The insulated gate field effect transistor (IGFET) as a microluminometer

Abstract

This work presents data concerning the optical nature of the insulated gate field effect transistor (IGFET), how its optical sensitivity relates to its electrical operation, and explores its usefulness as a microluminometer for a chemisensor and biosensor. Although the experiments performed for this dissertation show that the IGFET's light sensitivity does not involve the standard operation of the FET, i.e., the modulation of the source to drain current, they also show that the IGFET's light sensitivity is not a simple photodiode response of the source/base or drain/base junction. This work raises many interesting questions to be answered by future studies concerning the light sensitivity of the IGFET and its possible uses.
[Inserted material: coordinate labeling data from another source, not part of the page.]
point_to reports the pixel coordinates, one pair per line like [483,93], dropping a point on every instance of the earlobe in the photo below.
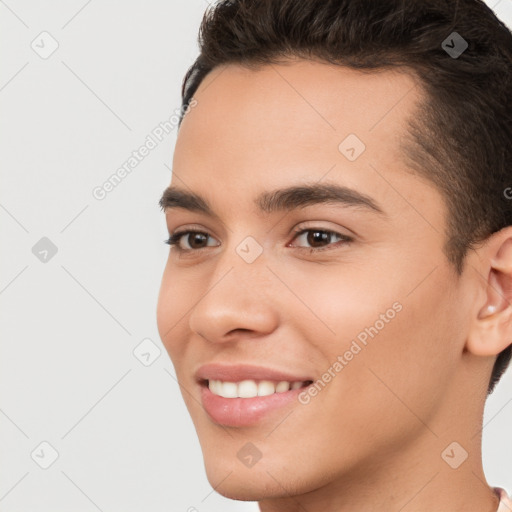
[491,330]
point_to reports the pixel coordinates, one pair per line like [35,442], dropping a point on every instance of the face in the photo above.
[341,292]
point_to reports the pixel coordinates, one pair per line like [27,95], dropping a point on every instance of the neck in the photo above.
[416,479]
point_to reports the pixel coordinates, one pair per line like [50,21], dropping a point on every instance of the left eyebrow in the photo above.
[285,199]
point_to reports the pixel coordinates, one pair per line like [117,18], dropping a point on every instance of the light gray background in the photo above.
[70,325]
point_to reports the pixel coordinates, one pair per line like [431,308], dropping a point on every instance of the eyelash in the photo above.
[175,238]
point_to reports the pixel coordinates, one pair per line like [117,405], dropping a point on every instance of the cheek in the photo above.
[171,309]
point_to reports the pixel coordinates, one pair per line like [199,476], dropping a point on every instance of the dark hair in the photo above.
[460,139]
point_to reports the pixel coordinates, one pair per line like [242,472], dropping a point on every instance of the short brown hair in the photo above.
[461,139]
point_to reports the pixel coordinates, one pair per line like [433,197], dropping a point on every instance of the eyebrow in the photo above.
[285,199]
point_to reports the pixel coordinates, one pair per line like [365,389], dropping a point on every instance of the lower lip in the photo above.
[243,412]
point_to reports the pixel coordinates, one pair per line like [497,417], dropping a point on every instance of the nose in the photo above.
[238,301]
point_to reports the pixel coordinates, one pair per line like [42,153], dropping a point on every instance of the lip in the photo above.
[239,372]
[243,412]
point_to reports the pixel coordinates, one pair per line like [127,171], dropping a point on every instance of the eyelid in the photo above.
[176,236]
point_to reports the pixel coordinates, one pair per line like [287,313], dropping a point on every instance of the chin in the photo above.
[244,485]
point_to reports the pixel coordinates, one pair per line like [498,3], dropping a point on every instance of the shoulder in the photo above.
[505,500]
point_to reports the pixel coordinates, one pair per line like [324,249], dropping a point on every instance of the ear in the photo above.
[491,328]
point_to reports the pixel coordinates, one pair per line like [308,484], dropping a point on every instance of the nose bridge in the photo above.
[237,295]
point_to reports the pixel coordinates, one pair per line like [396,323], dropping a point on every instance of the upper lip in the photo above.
[239,372]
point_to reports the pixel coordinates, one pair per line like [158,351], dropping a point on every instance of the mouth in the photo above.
[245,395]
[251,388]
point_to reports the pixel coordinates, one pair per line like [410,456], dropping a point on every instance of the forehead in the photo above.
[281,124]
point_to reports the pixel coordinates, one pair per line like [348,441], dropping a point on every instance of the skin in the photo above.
[372,439]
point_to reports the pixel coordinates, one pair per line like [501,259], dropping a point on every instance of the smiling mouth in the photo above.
[252,388]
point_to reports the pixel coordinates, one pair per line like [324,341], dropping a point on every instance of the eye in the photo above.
[192,239]
[317,238]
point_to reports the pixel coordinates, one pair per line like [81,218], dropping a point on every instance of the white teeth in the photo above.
[247,389]
[283,386]
[250,388]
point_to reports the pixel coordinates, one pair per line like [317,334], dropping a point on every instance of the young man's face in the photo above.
[383,315]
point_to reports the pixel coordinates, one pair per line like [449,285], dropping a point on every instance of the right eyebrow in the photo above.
[285,199]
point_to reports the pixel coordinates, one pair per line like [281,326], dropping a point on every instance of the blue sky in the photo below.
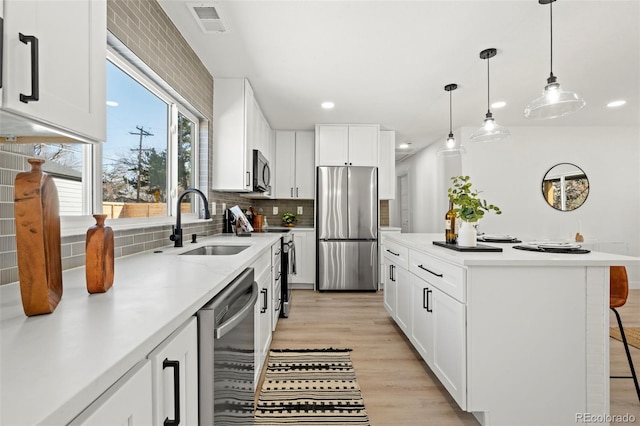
[136,107]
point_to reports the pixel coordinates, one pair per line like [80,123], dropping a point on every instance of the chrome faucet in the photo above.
[176,236]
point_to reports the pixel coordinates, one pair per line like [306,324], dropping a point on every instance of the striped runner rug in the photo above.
[310,387]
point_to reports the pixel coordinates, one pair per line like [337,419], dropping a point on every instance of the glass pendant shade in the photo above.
[490,130]
[451,146]
[553,102]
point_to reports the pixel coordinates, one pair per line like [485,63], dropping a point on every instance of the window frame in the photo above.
[92,155]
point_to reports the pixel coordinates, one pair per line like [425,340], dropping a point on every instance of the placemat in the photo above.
[553,250]
[477,248]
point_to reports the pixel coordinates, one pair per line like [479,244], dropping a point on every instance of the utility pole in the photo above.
[141,132]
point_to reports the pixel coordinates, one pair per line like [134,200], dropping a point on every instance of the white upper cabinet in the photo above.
[294,165]
[239,127]
[387,165]
[54,69]
[347,145]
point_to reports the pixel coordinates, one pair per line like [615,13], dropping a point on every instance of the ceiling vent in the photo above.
[208,17]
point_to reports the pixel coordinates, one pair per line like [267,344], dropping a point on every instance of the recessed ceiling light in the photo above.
[614,104]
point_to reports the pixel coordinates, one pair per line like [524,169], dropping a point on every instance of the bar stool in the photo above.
[618,293]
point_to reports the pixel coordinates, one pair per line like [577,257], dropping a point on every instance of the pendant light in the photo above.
[451,146]
[490,130]
[554,102]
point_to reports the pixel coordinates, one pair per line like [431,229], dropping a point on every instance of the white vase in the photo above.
[467,235]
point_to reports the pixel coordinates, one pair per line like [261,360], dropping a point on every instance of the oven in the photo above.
[261,172]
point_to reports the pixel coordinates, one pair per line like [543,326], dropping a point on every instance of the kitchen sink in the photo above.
[217,250]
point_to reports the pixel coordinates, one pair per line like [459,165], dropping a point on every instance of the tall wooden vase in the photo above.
[37,218]
[99,256]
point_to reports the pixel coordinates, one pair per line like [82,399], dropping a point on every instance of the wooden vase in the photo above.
[37,218]
[99,256]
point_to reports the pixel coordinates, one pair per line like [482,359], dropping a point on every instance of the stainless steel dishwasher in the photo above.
[226,354]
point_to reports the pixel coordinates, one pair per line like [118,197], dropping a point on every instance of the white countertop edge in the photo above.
[30,397]
[509,256]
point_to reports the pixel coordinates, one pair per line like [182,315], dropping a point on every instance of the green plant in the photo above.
[289,218]
[469,207]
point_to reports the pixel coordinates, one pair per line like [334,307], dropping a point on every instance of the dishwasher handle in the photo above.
[228,325]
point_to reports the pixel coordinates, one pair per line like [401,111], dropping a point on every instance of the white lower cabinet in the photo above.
[162,389]
[390,288]
[438,332]
[263,312]
[127,402]
[175,377]
[405,298]
[305,242]
[425,297]
[276,283]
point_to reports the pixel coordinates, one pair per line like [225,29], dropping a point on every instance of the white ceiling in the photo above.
[387,62]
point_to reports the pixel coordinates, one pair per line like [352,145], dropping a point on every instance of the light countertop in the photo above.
[53,366]
[508,257]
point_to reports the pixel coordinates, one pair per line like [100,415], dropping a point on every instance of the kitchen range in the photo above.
[288,266]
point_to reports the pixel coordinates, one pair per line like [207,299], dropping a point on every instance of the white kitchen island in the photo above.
[516,337]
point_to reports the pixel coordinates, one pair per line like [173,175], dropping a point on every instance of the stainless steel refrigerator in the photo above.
[347,228]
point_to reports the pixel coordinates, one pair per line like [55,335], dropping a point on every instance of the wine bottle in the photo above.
[450,225]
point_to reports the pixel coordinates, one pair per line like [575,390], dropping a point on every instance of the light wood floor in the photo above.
[397,386]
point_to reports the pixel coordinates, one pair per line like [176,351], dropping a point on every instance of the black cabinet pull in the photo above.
[1,51]
[176,391]
[425,299]
[264,291]
[35,75]
[431,272]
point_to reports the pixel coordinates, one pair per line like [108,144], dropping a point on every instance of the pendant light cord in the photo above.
[450,113]
[488,89]
[551,32]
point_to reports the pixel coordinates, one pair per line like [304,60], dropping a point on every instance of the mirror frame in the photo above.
[546,187]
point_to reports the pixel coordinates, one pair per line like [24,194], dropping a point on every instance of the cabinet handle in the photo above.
[264,291]
[176,391]
[1,44]
[35,87]
[431,272]
[425,299]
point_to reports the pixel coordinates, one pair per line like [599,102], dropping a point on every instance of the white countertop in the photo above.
[509,256]
[53,366]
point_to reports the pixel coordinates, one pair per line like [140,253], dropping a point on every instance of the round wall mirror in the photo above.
[565,187]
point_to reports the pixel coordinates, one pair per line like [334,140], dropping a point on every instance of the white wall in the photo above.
[510,175]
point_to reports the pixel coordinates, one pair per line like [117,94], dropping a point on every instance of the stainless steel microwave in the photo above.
[261,172]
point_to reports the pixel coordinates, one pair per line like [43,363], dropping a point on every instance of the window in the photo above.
[142,167]
[151,150]
[134,157]
[65,163]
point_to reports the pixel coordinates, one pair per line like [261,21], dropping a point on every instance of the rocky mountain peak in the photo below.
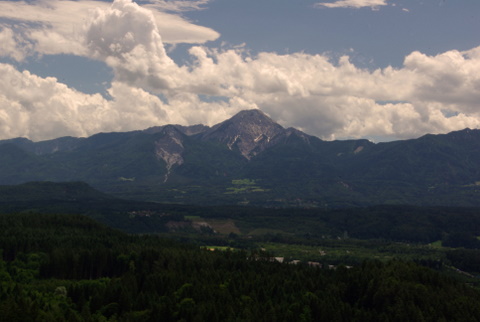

In this work an instrument was built to probe the IGFET with photons, the IGFET's wavelength response is presented, the detection of recaequorin in a static system is shown to have a limit of detection of 6*10⁻²⁰ moles of recaequorin, and the IGFET is demonstrated as a microluminometer in a FIA system for detecting hypochlorite. The hypochlorite limit of detection is 39 * 10⁻¹² moles..

The author proposes new uses for the IGFET employing its traditional ion sensing role as well as its photosensitivity. Construction of a three dimensional biosensor is suggested.